Ihre Mutter hatte Tränen in den Augen, zeigte sich jedoch nicht überrascht. Offenbar hatte sie bereits mit ihrem Mann über dieses Thema gesprochen.

„Ist es so schlimm?“ fragte Vroni stockend.

Anton Leitner nickte bedrückt. „Die Sparkasse gibt uns keinen Überziehungskredit mehr. Wir sind mit den Raten für das Darlehen im Verzug, und wir kriegen kein Geld herein. Die Kaufleute schreiben nimmer an, und wir müssen irgendwann auch einmal die anderen Schulden zurückzahlen.“

„Es bleibt nur der Verkauf“, warf Frieda Leitner ein. „Dann können wir die Schulden bezahlen und der Bank das Geld geben, das ihr zusteht.“

Vroni griff wieder nach der Kaffeetasse, musste sie aber mit beiden Händen halten, weil sie zitterte.

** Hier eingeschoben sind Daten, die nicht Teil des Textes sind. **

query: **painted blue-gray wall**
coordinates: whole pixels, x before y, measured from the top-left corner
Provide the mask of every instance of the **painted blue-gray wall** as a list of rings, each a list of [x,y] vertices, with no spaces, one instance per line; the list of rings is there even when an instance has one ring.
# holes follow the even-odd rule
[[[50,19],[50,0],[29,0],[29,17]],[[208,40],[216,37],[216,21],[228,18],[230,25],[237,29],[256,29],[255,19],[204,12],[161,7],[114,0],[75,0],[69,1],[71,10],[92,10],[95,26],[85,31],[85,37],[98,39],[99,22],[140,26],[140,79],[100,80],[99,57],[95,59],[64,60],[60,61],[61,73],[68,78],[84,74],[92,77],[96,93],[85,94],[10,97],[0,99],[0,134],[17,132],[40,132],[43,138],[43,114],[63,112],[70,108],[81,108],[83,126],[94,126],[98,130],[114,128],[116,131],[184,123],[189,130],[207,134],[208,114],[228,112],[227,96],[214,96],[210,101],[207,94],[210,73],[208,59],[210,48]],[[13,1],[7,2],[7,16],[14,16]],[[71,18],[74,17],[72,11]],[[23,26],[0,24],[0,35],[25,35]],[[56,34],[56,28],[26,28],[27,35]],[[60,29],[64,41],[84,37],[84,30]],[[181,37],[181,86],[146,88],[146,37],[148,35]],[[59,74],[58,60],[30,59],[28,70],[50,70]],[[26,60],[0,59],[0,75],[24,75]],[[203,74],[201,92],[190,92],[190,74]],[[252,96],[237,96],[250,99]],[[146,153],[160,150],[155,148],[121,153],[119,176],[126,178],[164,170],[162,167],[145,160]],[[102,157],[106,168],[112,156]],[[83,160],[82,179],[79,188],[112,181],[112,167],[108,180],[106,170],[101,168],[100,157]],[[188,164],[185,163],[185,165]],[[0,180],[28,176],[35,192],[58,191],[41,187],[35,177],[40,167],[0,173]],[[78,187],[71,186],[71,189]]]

„Und wie geht es weiter, wenn wir verkaufen?“, fragte sie leise, nachdem sie ihre trockene Kehle mit einem Schluck Kaffee angefeuchtet hatte. „Der neue Besitzer wird uns kaum auf dem Hof wohnen lassen, oder?“

„Nein.“ Ihr Vater schüttelte den Kopf. „Der Strumberger zahlt einen sehr guten Preis, aber er verlangt, dass wir ausziehen.“

„Der Strumberger“, wiederholte Vroni tonlos. Unwillkürlich musste sie an den Abend des Tanzes im Dorf denken. Sie und Roland hatten seinen Onkel getroffen. An jenem Abend hatte Roland noch von Hochzeit gesprochen, aber einen Termin hatte er nicht festgemacht. Und er hatte erwähnt, dass sein Onkel hinter dem Leitner-Hof her war.

Jetzt war es geschehen. Der Strumberger hatte gesiegt.

„Hat er seine Finger mit im Spiel, dass wir aufgeben müssen?“, fragte sie leise.